Mississippi newspaper (1825–1832)

The Ariel, later The Natchez, was a newspaper published in Natchez, Mississippi, United States from 1825 until 1832. According to Isaac M. Partridge of the Vicksburg Whig:

In 1825, James K. Cook started the Ariel in Natchez. Take it altogether, it was one of the best papers ever published in Mississippi. Cook was born in Adams county, under the Spanish government. He inherited a large estate, which he spent improvidently. Afterwards he turned editor, and his paper was the organ of the Adams party, which I have the authority of a very distinguished historian and literateur for saying, at that time embraced most of the wealth of Natchez, Adams county, and the river country generally.
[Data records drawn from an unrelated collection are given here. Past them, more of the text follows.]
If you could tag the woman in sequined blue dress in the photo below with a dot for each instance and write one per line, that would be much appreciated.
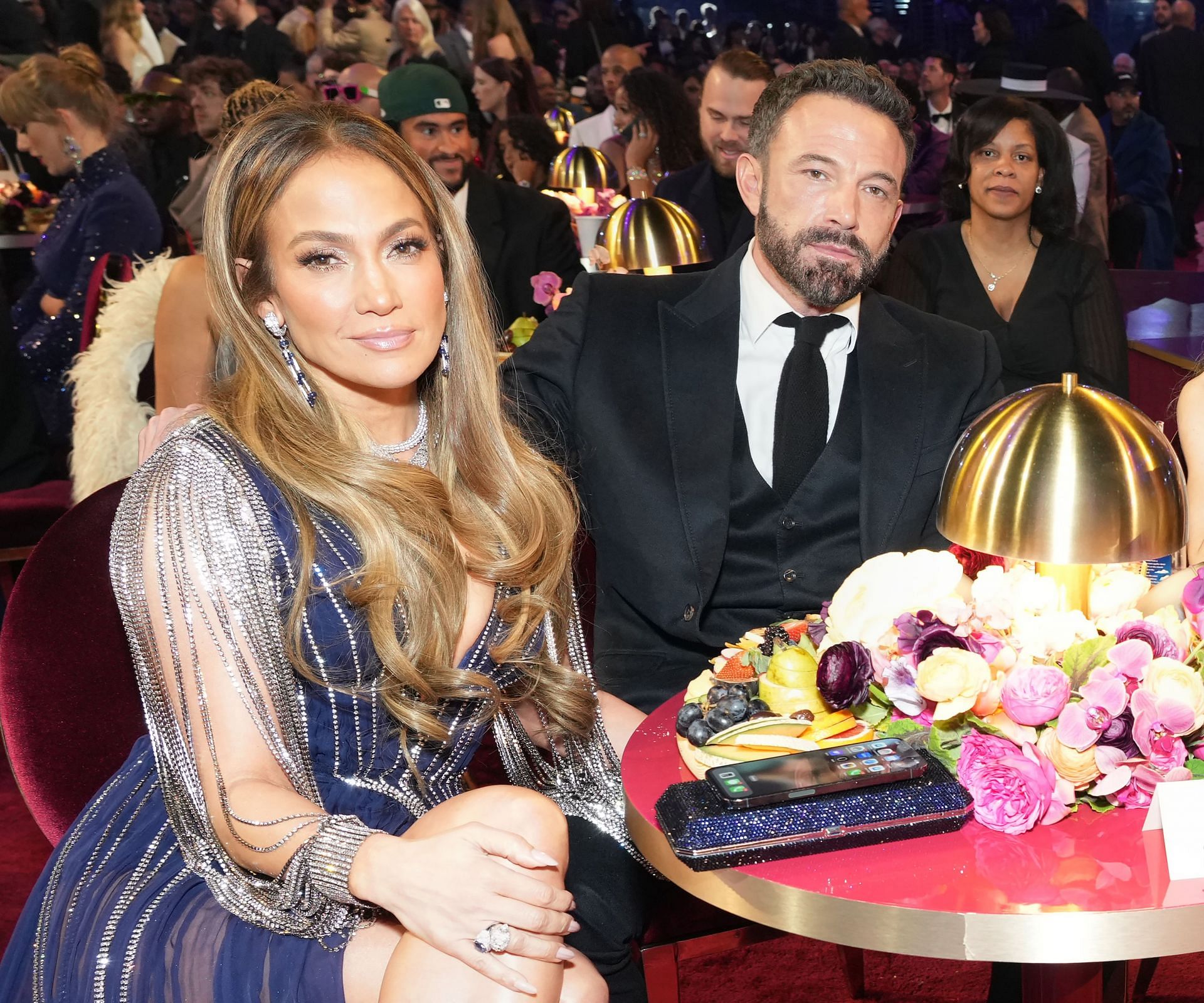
(323, 625)
(61, 110)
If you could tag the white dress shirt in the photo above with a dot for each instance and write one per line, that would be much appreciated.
(764, 349)
(947, 124)
(594, 130)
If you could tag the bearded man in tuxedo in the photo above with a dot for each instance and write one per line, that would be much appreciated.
(743, 439)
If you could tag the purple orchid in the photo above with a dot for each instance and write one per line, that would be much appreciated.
(1082, 724)
(900, 685)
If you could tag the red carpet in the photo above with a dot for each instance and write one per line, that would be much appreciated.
(791, 969)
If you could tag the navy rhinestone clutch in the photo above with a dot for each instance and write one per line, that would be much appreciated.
(705, 835)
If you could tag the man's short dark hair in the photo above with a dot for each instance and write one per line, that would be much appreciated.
(946, 60)
(847, 78)
(743, 65)
(229, 74)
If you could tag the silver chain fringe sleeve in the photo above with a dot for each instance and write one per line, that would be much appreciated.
(194, 566)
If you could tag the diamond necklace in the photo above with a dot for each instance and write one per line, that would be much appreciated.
(417, 442)
(995, 278)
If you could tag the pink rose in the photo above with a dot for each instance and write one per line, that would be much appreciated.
(979, 748)
(1035, 694)
(1017, 791)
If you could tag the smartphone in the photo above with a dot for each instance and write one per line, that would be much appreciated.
(824, 771)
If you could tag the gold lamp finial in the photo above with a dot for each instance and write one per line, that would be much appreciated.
(582, 167)
(653, 235)
(1065, 475)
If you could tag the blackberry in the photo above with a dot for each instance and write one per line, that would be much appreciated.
(772, 635)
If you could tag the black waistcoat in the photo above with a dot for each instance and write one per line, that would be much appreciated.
(786, 558)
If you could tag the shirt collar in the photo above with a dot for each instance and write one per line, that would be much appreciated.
(761, 305)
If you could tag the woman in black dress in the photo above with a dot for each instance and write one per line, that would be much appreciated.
(1007, 263)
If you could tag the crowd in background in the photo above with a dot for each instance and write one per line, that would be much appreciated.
(136, 104)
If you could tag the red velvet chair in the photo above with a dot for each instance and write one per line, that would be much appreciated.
(69, 701)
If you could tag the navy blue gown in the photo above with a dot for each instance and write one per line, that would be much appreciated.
(136, 902)
(104, 210)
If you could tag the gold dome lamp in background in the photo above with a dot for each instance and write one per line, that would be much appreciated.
(1066, 476)
(653, 236)
(583, 170)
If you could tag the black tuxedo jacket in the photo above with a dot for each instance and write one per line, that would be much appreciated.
(1172, 68)
(632, 383)
(519, 233)
(694, 189)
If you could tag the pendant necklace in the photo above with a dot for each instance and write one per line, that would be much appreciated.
(417, 442)
(995, 278)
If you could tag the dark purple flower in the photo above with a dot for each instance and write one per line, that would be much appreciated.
(845, 673)
(921, 634)
(1119, 735)
(1159, 642)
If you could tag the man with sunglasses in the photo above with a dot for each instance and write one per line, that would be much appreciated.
(357, 86)
(161, 112)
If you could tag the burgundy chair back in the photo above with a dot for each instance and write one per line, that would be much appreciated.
(69, 701)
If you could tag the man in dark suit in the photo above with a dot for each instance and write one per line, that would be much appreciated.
(746, 438)
(708, 191)
(1069, 39)
(1171, 73)
(519, 233)
(849, 39)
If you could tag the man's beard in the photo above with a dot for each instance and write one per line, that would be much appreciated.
(826, 283)
(722, 167)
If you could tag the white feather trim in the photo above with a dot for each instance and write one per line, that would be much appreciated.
(107, 412)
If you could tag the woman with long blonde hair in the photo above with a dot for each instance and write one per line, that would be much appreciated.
(413, 36)
(332, 583)
(128, 39)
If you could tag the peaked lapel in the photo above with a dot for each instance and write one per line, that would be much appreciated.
(892, 370)
(700, 345)
(484, 218)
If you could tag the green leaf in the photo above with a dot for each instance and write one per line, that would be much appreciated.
(870, 713)
(901, 728)
(1099, 805)
(1084, 656)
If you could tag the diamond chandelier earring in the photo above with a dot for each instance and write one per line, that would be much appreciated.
(445, 362)
(71, 149)
(278, 330)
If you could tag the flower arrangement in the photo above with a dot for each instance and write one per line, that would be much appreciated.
(1039, 711)
(24, 207)
(605, 200)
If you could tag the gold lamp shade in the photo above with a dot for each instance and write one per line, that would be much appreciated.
(1065, 475)
(561, 122)
(582, 167)
(653, 235)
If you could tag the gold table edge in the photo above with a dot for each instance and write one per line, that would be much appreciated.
(1040, 938)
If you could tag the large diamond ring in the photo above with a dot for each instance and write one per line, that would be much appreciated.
(495, 937)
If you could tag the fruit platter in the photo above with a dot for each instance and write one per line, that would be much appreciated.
(760, 699)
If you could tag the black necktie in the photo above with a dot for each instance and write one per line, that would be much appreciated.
(800, 422)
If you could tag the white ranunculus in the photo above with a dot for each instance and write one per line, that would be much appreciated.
(1001, 596)
(865, 607)
(1116, 591)
(1048, 635)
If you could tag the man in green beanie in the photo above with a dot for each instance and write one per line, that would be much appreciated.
(519, 233)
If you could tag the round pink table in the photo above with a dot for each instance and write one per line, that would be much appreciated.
(1060, 900)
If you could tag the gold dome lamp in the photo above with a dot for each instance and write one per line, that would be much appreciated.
(1066, 476)
(653, 236)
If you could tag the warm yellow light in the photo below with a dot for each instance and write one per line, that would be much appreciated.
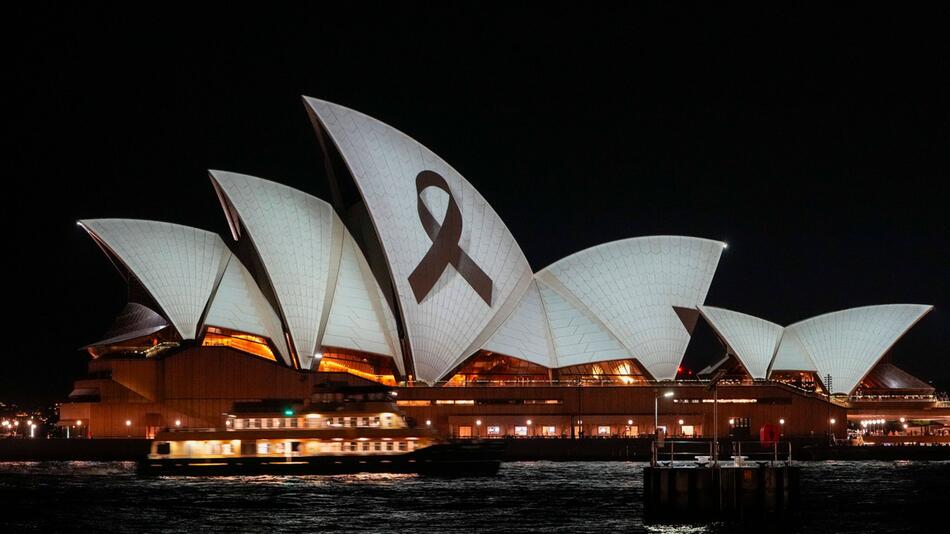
(243, 342)
(328, 365)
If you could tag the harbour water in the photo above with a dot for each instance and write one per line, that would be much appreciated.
(526, 496)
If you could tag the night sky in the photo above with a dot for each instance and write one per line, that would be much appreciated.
(816, 143)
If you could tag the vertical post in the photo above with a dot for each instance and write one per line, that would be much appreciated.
(715, 423)
(656, 413)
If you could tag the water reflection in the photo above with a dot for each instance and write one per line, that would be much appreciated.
(527, 496)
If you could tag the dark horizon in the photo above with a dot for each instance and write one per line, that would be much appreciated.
(814, 143)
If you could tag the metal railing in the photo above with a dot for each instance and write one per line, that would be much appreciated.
(703, 453)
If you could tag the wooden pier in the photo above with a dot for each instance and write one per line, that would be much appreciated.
(759, 481)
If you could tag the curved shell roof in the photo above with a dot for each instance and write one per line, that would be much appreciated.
(322, 282)
(848, 343)
(238, 304)
(632, 286)
(359, 317)
(296, 236)
(526, 334)
(178, 265)
(751, 339)
(450, 320)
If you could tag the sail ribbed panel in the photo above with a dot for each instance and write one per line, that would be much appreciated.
(360, 318)
(299, 240)
(751, 339)
(632, 287)
(239, 305)
(847, 344)
(178, 265)
(449, 310)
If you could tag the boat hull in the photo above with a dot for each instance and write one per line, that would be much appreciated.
(446, 459)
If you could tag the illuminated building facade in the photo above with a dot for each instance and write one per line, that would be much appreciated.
(409, 278)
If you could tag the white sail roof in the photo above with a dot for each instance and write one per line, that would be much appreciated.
(848, 343)
(751, 339)
(299, 240)
(360, 318)
(632, 287)
(526, 333)
(238, 304)
(452, 318)
(578, 337)
(791, 355)
(179, 266)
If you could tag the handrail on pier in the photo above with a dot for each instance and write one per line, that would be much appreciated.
(671, 453)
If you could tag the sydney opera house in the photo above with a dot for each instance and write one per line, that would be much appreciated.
(407, 277)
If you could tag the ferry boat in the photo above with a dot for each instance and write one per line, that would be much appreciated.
(343, 429)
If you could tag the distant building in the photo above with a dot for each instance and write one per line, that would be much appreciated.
(409, 278)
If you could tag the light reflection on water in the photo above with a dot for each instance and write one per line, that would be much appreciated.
(525, 496)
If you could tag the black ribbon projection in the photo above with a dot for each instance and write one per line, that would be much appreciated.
(445, 247)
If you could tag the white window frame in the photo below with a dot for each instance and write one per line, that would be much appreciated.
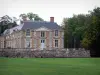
(56, 43)
(56, 32)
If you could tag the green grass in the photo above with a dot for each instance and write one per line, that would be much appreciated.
(49, 66)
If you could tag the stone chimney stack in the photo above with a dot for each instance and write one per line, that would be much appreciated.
(51, 19)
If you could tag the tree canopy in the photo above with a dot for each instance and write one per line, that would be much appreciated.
(83, 30)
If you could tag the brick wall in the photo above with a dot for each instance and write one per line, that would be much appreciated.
(55, 53)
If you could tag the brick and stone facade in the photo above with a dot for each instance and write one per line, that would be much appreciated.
(36, 35)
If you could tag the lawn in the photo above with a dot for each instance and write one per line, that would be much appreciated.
(49, 66)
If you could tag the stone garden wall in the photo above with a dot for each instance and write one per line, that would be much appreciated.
(55, 53)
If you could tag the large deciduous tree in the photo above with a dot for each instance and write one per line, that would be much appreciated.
(7, 22)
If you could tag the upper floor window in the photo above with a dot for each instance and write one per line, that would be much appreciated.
(42, 34)
(56, 32)
(28, 32)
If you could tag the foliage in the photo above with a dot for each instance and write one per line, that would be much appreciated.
(31, 16)
(49, 66)
(7, 22)
(83, 31)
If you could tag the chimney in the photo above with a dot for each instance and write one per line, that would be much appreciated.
(51, 19)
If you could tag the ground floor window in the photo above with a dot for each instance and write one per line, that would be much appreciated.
(27, 42)
(56, 43)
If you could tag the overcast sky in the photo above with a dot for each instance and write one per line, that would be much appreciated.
(47, 8)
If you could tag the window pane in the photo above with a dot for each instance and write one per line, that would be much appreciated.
(42, 34)
(56, 32)
(28, 32)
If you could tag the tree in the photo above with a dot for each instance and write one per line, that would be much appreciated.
(93, 33)
(31, 16)
(7, 22)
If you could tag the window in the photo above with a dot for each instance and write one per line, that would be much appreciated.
(28, 32)
(56, 43)
(28, 42)
(42, 41)
(56, 32)
(42, 34)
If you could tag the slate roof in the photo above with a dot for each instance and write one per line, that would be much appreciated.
(38, 24)
(33, 25)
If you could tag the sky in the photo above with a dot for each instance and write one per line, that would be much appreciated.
(58, 9)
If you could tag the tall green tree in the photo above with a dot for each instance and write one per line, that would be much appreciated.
(31, 16)
(92, 35)
(7, 22)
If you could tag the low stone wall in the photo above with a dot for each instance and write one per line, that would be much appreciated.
(56, 53)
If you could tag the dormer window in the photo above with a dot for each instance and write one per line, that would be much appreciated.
(56, 32)
(28, 32)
His paper obtained a large circulation, and judging from the files I have seen in the State Library, it was well deserved, it being an interesting sheet, full of readable articles and news items, with the matter well arranged. Mr. Cook was not a polished, but always a sensible and well informed writer. After the lapse of a few years, he changed the name of his paper to the Natchez. Soon after, he retired from the press, and subsequently removed to Brooklyn, where he closed his life. He died within the past few years. It is said that the only contributions to the press of the North from his pen, were in defence of the traduced institutions of the South."
Pennsylvania-born Whig-aligned planter baron Stephen Duncan "supported" The Ariel in some capacity in 1827.